Our team initiated a three-month continuous improvement discovery anchored entirely on the customer journey blueprint. We began by pulling quantitative data to map how conversion rates, operational effectiveness, and resolution capabilities were degrading at specific lifecycle nodes. To complement this, we conducted extensive qualitative research, interviewing employees directly responsible for delivery alongside several of the client's most critical enterprise customers to understand their root frustrations. We then convened all involved parties within a single workshop setting, forcing cross-functional teams to trace issues upstream and downstream through daily operations. This allowed us to surface problems that existed at the intersections between departments rather than solely blaming individual functions.
What we discovered.
Mapping the full lifecycle exposed an alarming lack of compliance with standard project management practices - roughly 40% of active initiatives were deviating from agreed-upon frameworks.
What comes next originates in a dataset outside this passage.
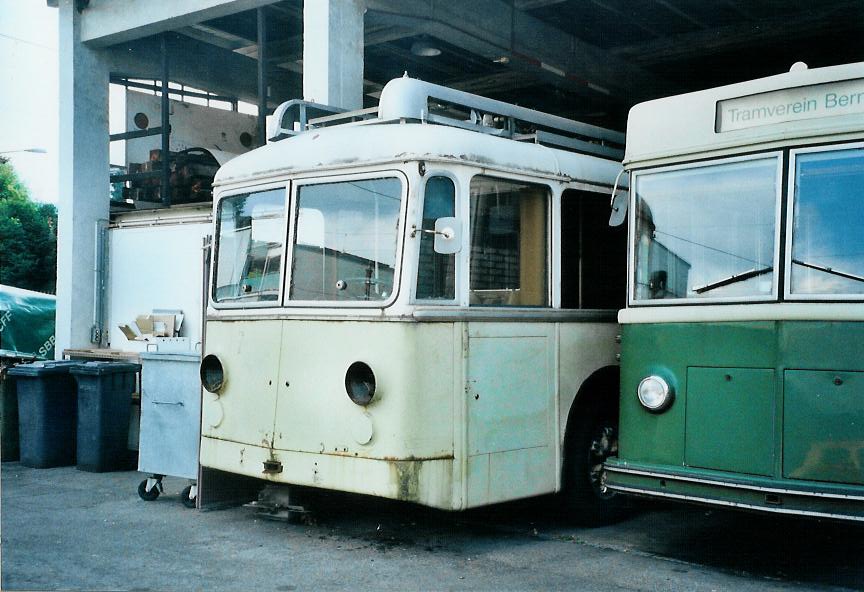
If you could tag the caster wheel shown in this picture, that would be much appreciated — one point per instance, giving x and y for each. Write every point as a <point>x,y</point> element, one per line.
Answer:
<point>147,496</point>
<point>184,497</point>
Because there were no quality stage gates during the early requirements process, flawed instructions trickled down to execution teams. Our data analysis also revealed that nearly 60 in-flight projects already held the tools needed to fix many of these broken handoffs if their scope was slightly expanded by leadership. The discovery highlighted two distinct types of waste: massive missed savings of roughly $5 million tied directly to requirements processing, and about $3 million bleeding through in forecast-versus-actuals budgeting inaccuracies caused simply by teams failing to adhere to good project governance.
What was changed.
Acting on these discoveries, we helped the client's leadership establish immediate quality stage gates at the front end of their project requirement process. Rather than waiting for new tool rollouts or structural overhauls, we recommended leveraging and expanding existing in-flight projects to tackle upstream data loss and downstream execution failures simultaneously. Gaps that still required entirely novel solutions were channeled into the client's formal ideation framework to ensure proper problem definition before investment. We transitioned the focus from fixing individual tickets holistically to fixing the systemic handover procedures across sales, delivery, and support, thereby creating a unified operating model rather than leaving fragmented teams to patch problems as they arose.
The benefits realised.
The structural changes delivered immediate, measurable financial and operational protection against further service degradation. By identifying and correcting poor compliance at the requirements stage, the client secured roughly $5 million in targeted cost savings while recapturing around $3 million previously lost to budgetary variances. More fundamentally, realigning the nearly 60 active projects gave operations leaders a true golden thread of visibility across delivery, meaning future project complexities would no longer fracture along siloed department lines. While full implementation was underway during the final months of this phase, early shifts in workflow already pointed toward a rapid stabilisation of their declining Net Promoter Score.